This is a notebook for recalculating baselines after fluorescence has been extracted for specified super voxels

In [1]:
%load_ext autoreload
%autoreload 2

In [2]:
import os.path
from pathlib import Path
import pickle

import h5py
import pandas as pd
import pyspark

from janelia_core.dataprocessing.baseline import percentile_filter_multi_d
from janelia_core.dataprocessing.dataset import ROIDataset
from janelia_core.fileio.data_handlers import NDArrayHandler


## Parameters go here

In [4]:
ps = dict()

# Location of excel file specifying where the data for each experiment is saved relative to the base folder
ps['data_loc_file'] = r'A:\projects\keller_vnc\data\EM_volume_experiment_data_locations.xlsx'

# Additional parameters (constant for all datasets) specifying where the data is stored
ps['base_folder'] =r'W:\\SV4'
ps['dataset_folder'] = 'extracted'

# Options for calculating new baselines
ps['baseline_calc_opts'] =  {'window_length': 3001, 'filter_start': -1500, 'write_offset': 1500, 'p': .1, 'n_processes': 80}
ps['extract_params_file_name'] = 'long_baseline_extract_params.pkl'

# Specify the roi groups we compute baselines for
# ps['new_comps'] = [{'f_filename': 'extracted_f.h5',
#                   'new_bl_filename': 'baseline_f_long.h5',
#                   'baseline_save_folder': 'brain_rois_1_5_5'},
#                   {'f_filename': 'extracted_f.h5',
#                   'new_bl_filename': 'baseline_f_long.h5',
#                   'baseline_save_folder': 'brain_rois_2_10_10'},
#                   {'f_filename': 'extracted_f.h5',
#                   'new_bl_filename': 'baseline_f_long.h5',
#                   'baseline_save_folder': 'brain_rois_4_20_20'},
#                   {'f_filename': 'extracted_f.h5',
#                   'new_bl_filename': 'baseline_f_long.h5',
#                   'baseline_save_folder': 'roi_segments_3_13_13'},
#                   {'f_filename': 'extracted_f.h5',
#                   'new_bl_filename': 'baseline_f_long.h5',
#                   'baseline_save_folder': 'roi_segments_4_17_17'},
#                   {'f_filename': 'extracted_f.h5',
#                   'new_bl_filename': 'baseline_f_long.h5',
#                   'baseline_save_folder': 'rois_1_5_5'},
#                   {'f_filename': 'extracted_f.h5',
#                   'new_bl_filename': 'baseline_f_long.h5',
#                   'baseline_save_folder': 'rois_2_10_10'},
#                   {'f_filename': 'extracted_f.h5',
#                   'new_bl_filename': 'baseline_f_long.h5',
#                   'baseline_save_folder': 'rois_4_20_20'}]
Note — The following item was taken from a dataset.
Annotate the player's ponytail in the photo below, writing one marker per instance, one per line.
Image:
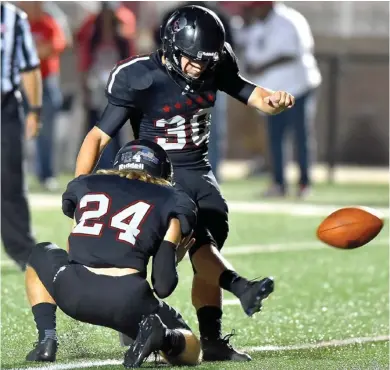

ps['new_comps'] = [{'f_filename': 'extracted_f.h5',
                   'new_bl_filename': 'baseline_f_long.h5',
                   'baseline_save_folder': 'roi_segments_cell_bodies_20200610'}]

## Read in excel file specifying location of each dataset

In [5]:
def c_fcn(str):
    return str.replace("'", "")
converters = {0:c_fcn, 1:c_fcn}

data_locs = pd.read_excel(ps['data_loc_file'], header=1, usecols=[1, 2], converters=converters)
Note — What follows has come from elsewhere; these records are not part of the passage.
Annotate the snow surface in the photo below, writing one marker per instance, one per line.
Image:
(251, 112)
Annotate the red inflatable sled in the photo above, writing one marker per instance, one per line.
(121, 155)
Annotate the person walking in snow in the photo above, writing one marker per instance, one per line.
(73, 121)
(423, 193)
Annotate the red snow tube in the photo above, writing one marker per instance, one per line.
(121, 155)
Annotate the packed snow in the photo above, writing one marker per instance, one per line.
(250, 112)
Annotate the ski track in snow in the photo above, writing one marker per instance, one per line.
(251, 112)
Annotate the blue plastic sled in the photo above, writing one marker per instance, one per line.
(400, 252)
## Recalculate baselines for each dataset

In [6]:
n_datasets = len(data_locs)
for d_i in range(n_datasets):
    
    # Get relevant paths
    data_main_folder = data_locs['Main folder'][d_i]
    data_sub_folder = data_locs['Subfolder'][d_i]
    
    # Base save path - this is the one which holds the subfolders holding the flourescence and baseline data
    base_save_dir =  Path(ps['base_folder']) / data_main_folder / data_sub_folder / Path(ps['dataset_folder'])

    for grp_specs in ps['new_comps']:
 
        # Form path to where we will save the new baseline data
        fluoresence_file =  base_save_dir / grp_specs['baseline_save_folder'] / grp_specs['f_filename']
        baseline_file = base_save_dir / grp_specs['baseline_save_folder'] / grp_specs['new_bl_filename']
        
        skip_baseline_calcs =os.path.exists(baseline_file)
        
        # Get the fluouresence data
        if not skip_baseline_calcs:
            
            with h5py.File(fluoresence_file, 'r') as file_h:
                f = file_h['data'][:]

            # Calculate baselines
            baseline_vls = percentile_filter_multi_d(f, **ps['baseline_calc_opts'])
            baseline_vls = baseline_vls.astype('float32')

            # Save extracted baseline information
            with h5py.File(baseline_file, 'w') as f:
                f.create_dataset('data', data=baseline_vls)

            # Now we save extraction parameters
            param_save_file = base_save_dir / grp_specs['baseline_save_folder'] / ps['extract_params_file_name'] 
            with open(param_save_file, 'wb') as f:
                pickle.dump(ps, f)
        
            print('Done calculating new baselines for ' + str(fluoresence_file))
        else:
            print('Baselines already calculated for ' + str(fluoresence_file))
        
    print('Done with dataset ' + str(d_i+1) + ' of ' + str(n_datasets) + '.')

Done calculating new baselines for W:\SV4\CW_18-02-15\L1-561nm-openLoop_20180215_163233.corrected\extracted\roi_segments_cell_bodies_20200610\extracted_f.h5
Done with dataset 1 of 1.